Bisnis.com, JAKARTA — Ketua Komisi Pemberantasan Korupsi (KPK) Setyo Budiyanto menegaskan bahwa anggota direksi, dewan komisaris, dan dewan pengawas BUMN tetap merupakan penyelenggara negara kendati adanya Undang-Undang (UU) Nomor 1/2025 tentang BUMN.
Sebagaimana diketahui, pada beleid tersebut, anggota direksi, dewan komisaris, serta dewan pengawas perusahaan pelat merah dinyatakan bukan penyelenggara negara. Hal itu dianggap bisa mencegah KPK dalam mengusut kasus korupsi yang menjerat para petinggi BUMN.

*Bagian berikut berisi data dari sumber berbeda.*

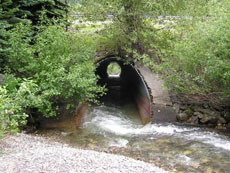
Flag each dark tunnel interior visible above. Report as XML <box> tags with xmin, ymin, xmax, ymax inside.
<box><xmin>95</xmin><ymin>57</ymin><xmax>152</xmax><ymax>124</ymax></box>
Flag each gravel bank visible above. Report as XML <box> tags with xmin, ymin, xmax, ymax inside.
<box><xmin>0</xmin><ymin>133</ymin><xmax>166</xmax><ymax>173</ymax></box>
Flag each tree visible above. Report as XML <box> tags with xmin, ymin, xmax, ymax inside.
<box><xmin>79</xmin><ymin>0</ymin><xmax>209</xmax><ymax>63</ymax></box>
<box><xmin>0</xmin><ymin>0</ymin><xmax>17</xmax><ymax>70</ymax></box>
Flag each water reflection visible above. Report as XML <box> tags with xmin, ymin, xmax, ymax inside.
<box><xmin>39</xmin><ymin>104</ymin><xmax>230</xmax><ymax>173</ymax></box>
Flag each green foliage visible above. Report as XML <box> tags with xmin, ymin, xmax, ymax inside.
<box><xmin>0</xmin><ymin>0</ymin><xmax>17</xmax><ymax>67</ymax></box>
<box><xmin>11</xmin><ymin>0</ymin><xmax>67</xmax><ymax>25</ymax></box>
<box><xmin>5</xmin><ymin>24</ymin><xmax>104</xmax><ymax>117</ymax></box>
<box><xmin>107</xmin><ymin>62</ymin><xmax>121</xmax><ymax>75</ymax></box>
<box><xmin>0</xmin><ymin>83</ymin><xmax>28</xmax><ymax>137</ymax></box>
<box><xmin>159</xmin><ymin>1</ymin><xmax>230</xmax><ymax>94</ymax></box>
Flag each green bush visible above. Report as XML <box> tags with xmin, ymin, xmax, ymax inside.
<box><xmin>159</xmin><ymin>1</ymin><xmax>230</xmax><ymax>94</ymax></box>
<box><xmin>0</xmin><ymin>87</ymin><xmax>28</xmax><ymax>137</ymax></box>
<box><xmin>5</xmin><ymin>24</ymin><xmax>104</xmax><ymax>117</ymax></box>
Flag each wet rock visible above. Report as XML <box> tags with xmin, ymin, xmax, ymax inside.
<box><xmin>223</xmin><ymin>112</ymin><xmax>230</xmax><ymax>122</ymax></box>
<box><xmin>184</xmin><ymin>108</ymin><xmax>194</xmax><ymax>116</ymax></box>
<box><xmin>173</xmin><ymin>103</ymin><xmax>180</xmax><ymax>113</ymax></box>
<box><xmin>226</xmin><ymin>122</ymin><xmax>230</xmax><ymax>129</ymax></box>
<box><xmin>216</xmin><ymin>123</ymin><xmax>226</xmax><ymax>130</ymax></box>
<box><xmin>61</xmin><ymin>132</ymin><xmax>72</xmax><ymax>136</ymax></box>
<box><xmin>0</xmin><ymin>73</ymin><xmax>4</xmax><ymax>85</ymax></box>
<box><xmin>218</xmin><ymin>116</ymin><xmax>227</xmax><ymax>124</ymax></box>
<box><xmin>187</xmin><ymin>116</ymin><xmax>199</xmax><ymax>124</ymax></box>
<box><xmin>200</xmin><ymin>116</ymin><xmax>211</xmax><ymax>124</ymax></box>
<box><xmin>184</xmin><ymin>150</ymin><xmax>192</xmax><ymax>155</ymax></box>
<box><xmin>191</xmin><ymin>162</ymin><xmax>200</xmax><ymax>169</ymax></box>
<box><xmin>179</xmin><ymin>105</ymin><xmax>188</xmax><ymax>111</ymax></box>
<box><xmin>205</xmin><ymin>167</ymin><xmax>213</xmax><ymax>173</ymax></box>
<box><xmin>176</xmin><ymin>112</ymin><xmax>190</xmax><ymax>122</ymax></box>
<box><xmin>194</xmin><ymin>112</ymin><xmax>204</xmax><ymax>119</ymax></box>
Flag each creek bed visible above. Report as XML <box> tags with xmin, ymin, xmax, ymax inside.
<box><xmin>39</xmin><ymin>100</ymin><xmax>230</xmax><ymax>173</ymax></box>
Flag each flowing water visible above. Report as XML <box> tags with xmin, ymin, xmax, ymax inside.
<box><xmin>39</xmin><ymin>100</ymin><xmax>230</xmax><ymax>173</ymax></box>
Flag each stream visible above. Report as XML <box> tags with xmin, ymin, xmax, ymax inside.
<box><xmin>40</xmin><ymin>100</ymin><xmax>230</xmax><ymax>173</ymax></box>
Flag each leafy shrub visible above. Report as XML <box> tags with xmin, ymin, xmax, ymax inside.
<box><xmin>5</xmin><ymin>24</ymin><xmax>104</xmax><ymax>117</ymax></box>
<box><xmin>0</xmin><ymin>87</ymin><xmax>28</xmax><ymax>137</ymax></box>
<box><xmin>159</xmin><ymin>1</ymin><xmax>230</xmax><ymax>94</ymax></box>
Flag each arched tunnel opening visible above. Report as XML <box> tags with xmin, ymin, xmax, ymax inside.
<box><xmin>95</xmin><ymin>56</ymin><xmax>152</xmax><ymax>125</ymax></box>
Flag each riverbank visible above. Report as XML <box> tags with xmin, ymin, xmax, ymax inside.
<box><xmin>0</xmin><ymin>133</ymin><xmax>166</xmax><ymax>173</ymax></box>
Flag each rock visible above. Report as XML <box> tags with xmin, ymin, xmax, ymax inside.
<box><xmin>184</xmin><ymin>150</ymin><xmax>192</xmax><ymax>155</ymax></box>
<box><xmin>0</xmin><ymin>73</ymin><xmax>4</xmax><ymax>85</ymax></box>
<box><xmin>61</xmin><ymin>132</ymin><xmax>72</xmax><ymax>136</ymax></box>
<box><xmin>184</xmin><ymin>108</ymin><xmax>193</xmax><ymax>116</ymax></box>
<box><xmin>223</xmin><ymin>112</ymin><xmax>230</xmax><ymax>122</ymax></box>
<box><xmin>173</xmin><ymin>103</ymin><xmax>180</xmax><ymax>113</ymax></box>
<box><xmin>200</xmin><ymin>116</ymin><xmax>211</xmax><ymax>124</ymax></box>
<box><xmin>218</xmin><ymin>116</ymin><xmax>227</xmax><ymax>124</ymax></box>
<box><xmin>179</xmin><ymin>105</ymin><xmax>188</xmax><ymax>111</ymax></box>
<box><xmin>226</xmin><ymin>122</ymin><xmax>230</xmax><ymax>129</ymax></box>
<box><xmin>205</xmin><ymin>167</ymin><xmax>213</xmax><ymax>173</ymax></box>
<box><xmin>187</xmin><ymin>116</ymin><xmax>199</xmax><ymax>124</ymax></box>
<box><xmin>216</xmin><ymin>123</ymin><xmax>226</xmax><ymax>130</ymax></box>
<box><xmin>176</xmin><ymin>112</ymin><xmax>190</xmax><ymax>122</ymax></box>
<box><xmin>194</xmin><ymin>112</ymin><xmax>204</xmax><ymax>118</ymax></box>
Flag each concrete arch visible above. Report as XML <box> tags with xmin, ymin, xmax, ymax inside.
<box><xmin>95</xmin><ymin>56</ymin><xmax>152</xmax><ymax>125</ymax></box>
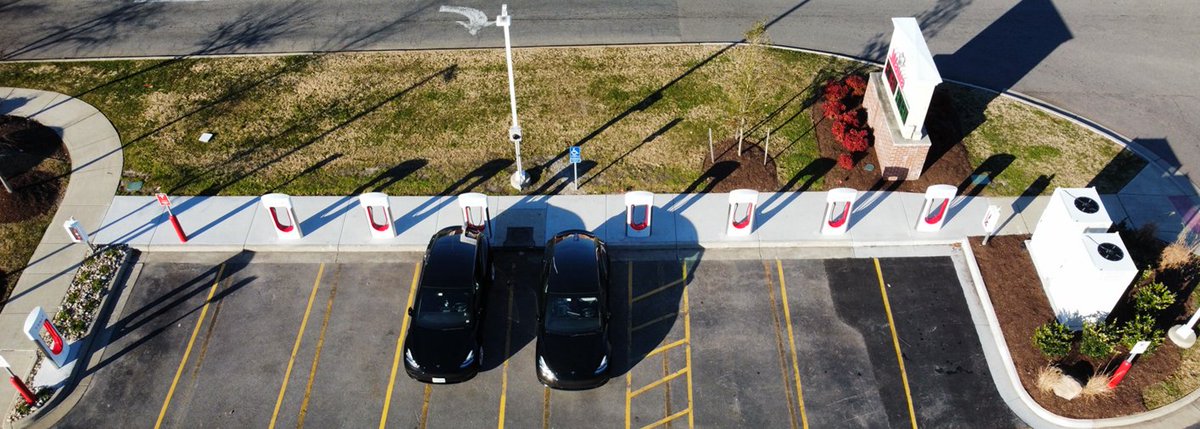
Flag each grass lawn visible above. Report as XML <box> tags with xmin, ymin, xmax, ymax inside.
<box><xmin>0</xmin><ymin>46</ymin><xmax>1137</xmax><ymax>195</ymax></box>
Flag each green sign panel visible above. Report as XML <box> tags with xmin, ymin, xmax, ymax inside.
<box><xmin>896</xmin><ymin>91</ymin><xmax>908</xmax><ymax>125</ymax></box>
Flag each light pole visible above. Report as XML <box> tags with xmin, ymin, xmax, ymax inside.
<box><xmin>496</xmin><ymin>5</ymin><xmax>529</xmax><ymax>191</ymax></box>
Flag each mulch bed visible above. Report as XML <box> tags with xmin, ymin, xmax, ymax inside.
<box><xmin>0</xmin><ymin>116</ymin><xmax>70</xmax><ymax>223</ymax></box>
<box><xmin>809</xmin><ymin>85</ymin><xmax>978</xmax><ymax>194</ymax></box>
<box><xmin>971</xmin><ymin>235</ymin><xmax>1183</xmax><ymax>418</ymax></box>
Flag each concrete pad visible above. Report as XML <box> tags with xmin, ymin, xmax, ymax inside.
<box><xmin>41</xmin><ymin>204</ymin><xmax>112</xmax><ymax>246</ymax></box>
<box><xmin>756</xmin><ymin>192</ymin><xmax>830</xmax><ymax>246</ymax></box>
<box><xmin>846</xmin><ymin>192</ymin><xmax>924</xmax><ymax>242</ymax></box>
<box><xmin>64</xmin><ymin>133</ymin><xmax>124</xmax><ymax>165</ymax></box>
<box><xmin>30</xmin><ymin>96</ymin><xmax>100</xmax><ymax>131</ymax></box>
<box><xmin>92</xmin><ymin>197</ymin><xmax>167</xmax><ymax>249</ymax></box>
<box><xmin>605</xmin><ymin>194</ymin><xmax>694</xmax><ymax>248</ymax></box>
<box><xmin>546</xmin><ymin>195</ymin><xmax>607</xmax><ymax>240</ymax></box>
<box><xmin>22</xmin><ymin>243</ymin><xmax>90</xmax><ymax>277</ymax></box>
<box><xmin>1120</xmin><ymin>194</ymin><xmax>1186</xmax><ymax>242</ymax></box>
<box><xmin>4</xmin><ymin>272</ymin><xmax>76</xmax><ymax>315</ymax></box>
<box><xmin>487</xmin><ymin>197</ymin><xmax>549</xmax><ymax>247</ymax></box>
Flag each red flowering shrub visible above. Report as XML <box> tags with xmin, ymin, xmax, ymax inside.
<box><xmin>821</xmin><ymin>101</ymin><xmax>846</xmax><ymax>119</ymax></box>
<box><xmin>846</xmin><ymin>74</ymin><xmax>866</xmax><ymax>97</ymax></box>
<box><xmin>838</xmin><ymin>109</ymin><xmax>863</xmax><ymax>128</ymax></box>
<box><xmin>838</xmin><ymin>153</ymin><xmax>854</xmax><ymax>170</ymax></box>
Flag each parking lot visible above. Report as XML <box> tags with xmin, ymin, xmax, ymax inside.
<box><xmin>60</xmin><ymin>250</ymin><xmax>1024</xmax><ymax>428</ymax></box>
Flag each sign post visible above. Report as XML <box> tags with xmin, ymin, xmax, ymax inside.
<box><xmin>570</xmin><ymin>146</ymin><xmax>583</xmax><ymax>191</ymax></box>
<box><xmin>983</xmin><ymin>205</ymin><xmax>1000</xmax><ymax>246</ymax></box>
<box><xmin>1109</xmin><ymin>342</ymin><xmax>1150</xmax><ymax>389</ymax></box>
<box><xmin>62</xmin><ymin>216</ymin><xmax>96</xmax><ymax>252</ymax></box>
<box><xmin>154</xmin><ymin>192</ymin><xmax>187</xmax><ymax>243</ymax></box>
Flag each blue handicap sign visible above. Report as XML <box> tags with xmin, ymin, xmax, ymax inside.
<box><xmin>570</xmin><ymin>146</ymin><xmax>583</xmax><ymax>164</ymax></box>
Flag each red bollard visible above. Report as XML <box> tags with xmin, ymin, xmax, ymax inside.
<box><xmin>8</xmin><ymin>375</ymin><xmax>37</xmax><ymax>406</ymax></box>
<box><xmin>167</xmin><ymin>213</ymin><xmax>187</xmax><ymax>243</ymax></box>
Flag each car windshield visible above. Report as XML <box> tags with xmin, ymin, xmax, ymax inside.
<box><xmin>415</xmin><ymin>289</ymin><xmax>472</xmax><ymax>330</ymax></box>
<box><xmin>546</xmin><ymin>295</ymin><xmax>600</xmax><ymax>336</ymax></box>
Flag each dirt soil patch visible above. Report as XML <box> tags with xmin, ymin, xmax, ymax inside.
<box><xmin>684</xmin><ymin>138</ymin><xmax>779</xmax><ymax>193</ymax></box>
<box><xmin>971</xmin><ymin>235</ymin><xmax>1181</xmax><ymax>418</ymax></box>
<box><xmin>809</xmin><ymin>86</ymin><xmax>983</xmax><ymax>195</ymax></box>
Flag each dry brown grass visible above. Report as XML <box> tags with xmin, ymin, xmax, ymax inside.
<box><xmin>1037</xmin><ymin>365</ymin><xmax>1063</xmax><ymax>393</ymax></box>
<box><xmin>1158</xmin><ymin>235</ymin><xmax>1195</xmax><ymax>270</ymax></box>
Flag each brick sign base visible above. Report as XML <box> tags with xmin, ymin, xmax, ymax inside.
<box><xmin>863</xmin><ymin>73</ymin><xmax>932</xmax><ymax>181</ymax></box>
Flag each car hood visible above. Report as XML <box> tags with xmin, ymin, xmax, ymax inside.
<box><xmin>404</xmin><ymin>326</ymin><xmax>479</xmax><ymax>373</ymax></box>
<box><xmin>538</xmin><ymin>333</ymin><xmax>608</xmax><ymax>380</ymax></box>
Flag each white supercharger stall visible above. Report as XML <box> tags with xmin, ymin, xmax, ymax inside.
<box><xmin>725</xmin><ymin>189</ymin><xmax>758</xmax><ymax>237</ymax></box>
<box><xmin>625</xmin><ymin>191</ymin><xmax>654</xmax><ymax>237</ymax></box>
<box><xmin>1043</xmin><ymin>232</ymin><xmax>1138</xmax><ymax>330</ymax></box>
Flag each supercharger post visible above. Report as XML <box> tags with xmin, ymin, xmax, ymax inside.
<box><xmin>0</xmin><ymin>356</ymin><xmax>37</xmax><ymax>406</ymax></box>
<box><xmin>1109</xmin><ymin>342</ymin><xmax>1150</xmax><ymax>389</ymax></box>
<box><xmin>458</xmin><ymin>192</ymin><xmax>492</xmax><ymax>237</ymax></box>
<box><xmin>359</xmin><ymin>192</ymin><xmax>396</xmax><ymax>238</ymax></box>
<box><xmin>496</xmin><ymin>5</ymin><xmax>529</xmax><ymax>191</ymax></box>
<box><xmin>625</xmin><ymin>191</ymin><xmax>654</xmax><ymax>237</ymax></box>
<box><xmin>154</xmin><ymin>192</ymin><xmax>187</xmax><ymax>243</ymax></box>
<box><xmin>62</xmin><ymin>217</ymin><xmax>96</xmax><ymax>252</ymax></box>
<box><xmin>917</xmin><ymin>185</ymin><xmax>959</xmax><ymax>232</ymax></box>
<box><xmin>821</xmin><ymin>188</ymin><xmax>858</xmax><ymax>235</ymax></box>
<box><xmin>725</xmin><ymin>189</ymin><xmax>758</xmax><ymax>237</ymax></box>
<box><xmin>25</xmin><ymin>307</ymin><xmax>73</xmax><ymax>368</ymax></box>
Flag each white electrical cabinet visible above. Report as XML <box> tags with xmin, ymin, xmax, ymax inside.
<box><xmin>1038</xmin><ymin>232</ymin><xmax>1138</xmax><ymax>330</ymax></box>
<box><xmin>1030</xmin><ymin>188</ymin><xmax>1112</xmax><ymax>272</ymax></box>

Meskipun demikian, melalui pernyataan sikap secara resmi, Setyo mengatakan bahwa pasal 9G UU BUMN itu kontradiktif dengan ruang lingkup penyelenggara negara yang diatur dalam UU Nomor 28/1999 tentang Penyelenggaraan Negara yang Bersih dan Bebas dari Korupsi, Kolusi dan Nepotisme (KKN).
"Ketentuan tersebut kontradiktif dengan ruang lingkup Penyelenggara Negara yang diatur dalam Pasal 1 angka 1, Pasal 2 angka 7 beserta Penjelasannya dalam UU Nomor 28/1999 tentang Penyelenggaraan Negara yang Bersih dan Bebas dari Korupsi, Kolusi, dan Nepotisme (KKN)," ujarnya melalui keterangan resmi, Rabu (7/5/2025).
Perwira tinggi Polri bintang tiga itu menjelaskan, UU 28/1999 merupakan hukum administrasi khusus yang bertujuan untuk mengurangi adanya KKN. Untuk itu, dia menyebut KPK berpedoman pada UU 28/1999 dalam konteks penegakan hukum tindak pidana korupsi oleh penyelenggara negara.
"Maka sangat beralasan jika dalam konteks penegakan hukum tindak pidana korupsi berkenaan dengan ketentuan Penyelenggara Negara, KPK berpedoman pada UU Nomor 28 Tahun 1999," lanjut Setyo.
Baca Juga
Di sisi lain, pasal 9G UU BUMN yang baru dalam penjelasannya menyebut: "Tidak dimaknai bahwa bukan merupakan penyelenggara negara yang menjadi pengurus BUMN statusnya sebagai penyelenggara negara akan hilang."
Ketentuan demikian, lanjut Setyo, dapat dimaknai bahwa status Penyelenggara Negara tidak akan hilang ketika seseorang menjadi pengurus BUMN.
"Dengan demikian, KPK berkesimpulan bahwa Anggota Direksi/Dewan Komisaris/Dewan Pengawas BUMN tetap merupakan Penyelenggara Negara sesuai UU Nomor 28 Tahun 1999," tegas Setyo.
Oleh sebab itu, dengan sikap tersebut, maka direksi/komisaris/dewan pengawas BUMN tetap wajib melaporkan Laporan Harta Kekayaan Penyelenggara Negara (LHKPN) serta penerimaan gratifikasi.
Sebelumnya, Menteri BUMN Erick Thohir mengaku berkoordinasi dengan berbagai lembaga untuk membahas sederet perubahan di tubuh perusahaan pelat merah menyusul lahirnya UU BUMN. Salah satunya mengenai posisi komisaris hingga direksi BUMN yang diatur bukan merupakan penyelenggara negara.
Erick menjelaskan kementeriannya saat ini masih berkoordinasi untuk menyinkronkan berbagai aturan baru di UU BUMN, termasuk mengenai status penyelenggara negara pada petinggi pelat merah. Dia menyebut koordinasi dilakukan salah satunya dengan KPK.
Lebih lanjut, Menteri BUMN sejak 2019 itu memastikan bakal ada peraturan turunan yang akan mendefinisikan lebih lanjut aturan mengenai status penyelenggara negara bagi komisaris-direksi BUMN sebagaimana tertuang di dalam UU.
Menurutnya, beleid tersebut belum sepenuhnya dijalankan dan masih dirapikan sebelum seutuhnya diterapkan.
"Iya pasti, ini kan namanya baru lahir. Baru lahir, belum jalan. Justru kita rapikan sebelum jalan, daripada nanti ikut geng motor tabrak-tabrakan, mendingan kita rapikan," kata pria yang merangkap sebagai Ketua Dewan Pengawas Danantara itu.